Of the four nominees I watched, White Earth works the hardest to be uplifting. Director J. Christian Jensen (who made this while attending Stanford University) frequently employs one of the most grating devices in contemporary independent cinema: the Terence Malick-derived montage of gorgeous landscapes and workaday detail, set to atmospheric music and an ineloquent kid delivering moony voiceover narration. What was beguiling in Days of Heaven has devolved, after decades of cheap imitations, into a kind of paint-by-numbers American romanticism. (The strategy has become so ubiquitous that it appeared even in the recent generic kid’s movie Earth to Echo.) When used indiscriminately, the device has the unfortunate effect of making underprivileged people seem like fetish objects for aesthetes, and so it goes in White Earth, which all but starts with a dreamy depiction of a middle-schooler who spends his days in a mobile home because his blue-collar father doesn’t send him to school.
Jensen clearly wants to inspire sympathy for his subjects, all of whom have traveled far to find work on the North Dakota oil fields. Mexican or American, everyone feels like a migrant worker here.
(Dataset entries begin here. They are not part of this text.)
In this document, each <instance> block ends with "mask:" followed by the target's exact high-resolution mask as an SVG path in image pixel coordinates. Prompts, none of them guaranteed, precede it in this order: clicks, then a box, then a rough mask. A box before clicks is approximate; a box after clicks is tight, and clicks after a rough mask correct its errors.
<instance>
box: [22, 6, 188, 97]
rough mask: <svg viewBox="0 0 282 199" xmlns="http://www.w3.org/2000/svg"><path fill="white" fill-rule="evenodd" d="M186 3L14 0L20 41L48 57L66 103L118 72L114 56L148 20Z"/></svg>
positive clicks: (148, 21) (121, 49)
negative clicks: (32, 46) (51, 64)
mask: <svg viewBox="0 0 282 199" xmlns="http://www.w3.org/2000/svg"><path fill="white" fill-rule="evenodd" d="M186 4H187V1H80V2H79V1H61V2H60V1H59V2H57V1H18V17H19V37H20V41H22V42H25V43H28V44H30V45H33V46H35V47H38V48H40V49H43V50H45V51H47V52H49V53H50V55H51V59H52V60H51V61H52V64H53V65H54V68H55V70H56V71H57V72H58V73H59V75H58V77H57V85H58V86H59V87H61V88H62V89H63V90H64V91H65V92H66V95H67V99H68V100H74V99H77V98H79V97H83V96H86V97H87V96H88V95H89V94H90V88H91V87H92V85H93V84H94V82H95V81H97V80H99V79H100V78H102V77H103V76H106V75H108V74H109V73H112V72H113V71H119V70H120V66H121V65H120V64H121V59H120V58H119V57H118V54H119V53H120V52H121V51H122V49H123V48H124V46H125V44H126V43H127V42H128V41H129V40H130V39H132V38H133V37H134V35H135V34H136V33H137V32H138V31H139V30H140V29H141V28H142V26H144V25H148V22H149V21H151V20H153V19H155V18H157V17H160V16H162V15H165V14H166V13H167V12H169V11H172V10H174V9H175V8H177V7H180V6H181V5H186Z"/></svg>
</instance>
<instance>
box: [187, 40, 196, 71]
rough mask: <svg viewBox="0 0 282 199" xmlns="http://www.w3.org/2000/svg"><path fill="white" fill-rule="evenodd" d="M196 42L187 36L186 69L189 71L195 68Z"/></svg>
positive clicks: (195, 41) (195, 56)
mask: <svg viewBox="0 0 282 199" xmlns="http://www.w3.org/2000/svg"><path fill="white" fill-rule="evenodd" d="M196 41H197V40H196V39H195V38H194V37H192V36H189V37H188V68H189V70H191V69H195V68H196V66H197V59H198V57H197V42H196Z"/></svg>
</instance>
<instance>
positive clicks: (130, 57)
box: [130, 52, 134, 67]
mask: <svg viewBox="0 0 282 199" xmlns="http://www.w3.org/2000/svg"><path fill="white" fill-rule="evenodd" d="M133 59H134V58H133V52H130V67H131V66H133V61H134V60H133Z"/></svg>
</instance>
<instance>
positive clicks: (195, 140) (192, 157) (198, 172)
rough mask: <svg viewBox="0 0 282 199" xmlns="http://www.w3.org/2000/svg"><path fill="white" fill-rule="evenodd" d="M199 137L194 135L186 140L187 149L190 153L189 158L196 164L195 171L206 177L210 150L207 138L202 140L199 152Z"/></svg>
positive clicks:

The movie works as a social portrait in spite of its overdetermined poeticism, presenting telling details of the makeshift communities that have formed around the job opportunities. (Jesse Moss also considered this environment in the fine documentary feature The Overnighters.) At least one subject ponders the environmental costs of oil drilling, but Jensen is more concerned with the frontline workers’ direct experience. The Oscars tend to honor movies that take an apolitical approach to controversial issues, so I won’t be surprised if White Earth wins the award for Best Documentary Short. Whether you find it humane or shrewdly evasive will probably depend on how much you already know about the topics at hand.
The Reaper also centers on a working-poor subject, a man named Efrain who’s killed cows and bulls at a slaughterhouse for 25 years. Gabriel Serra, who directed, strives for a metaphysical perspective, having Efrain muse on matters of life and death over shots of cattle getting rounded up and killed. This feels in keeping, in both its tone and copious gore, with the hard-hitting social dramas to have come out of Mexico in recent years. I suspect that Arguello regards Efrain’s experience as a metaphor for what many Mexicans endure, as the ongoing cartel wars have produced a pervasive culture of death. This middle-aged man has learned to live amid death, developing a fatalist philosophy that allows him to leave his job unfazed. I don’t know if Arguello needed all those aestheticized shots of animal slaughter (a standby of student films for decades) to get that point across, but in light of the other shorts I previewed, that seems like a minor concern.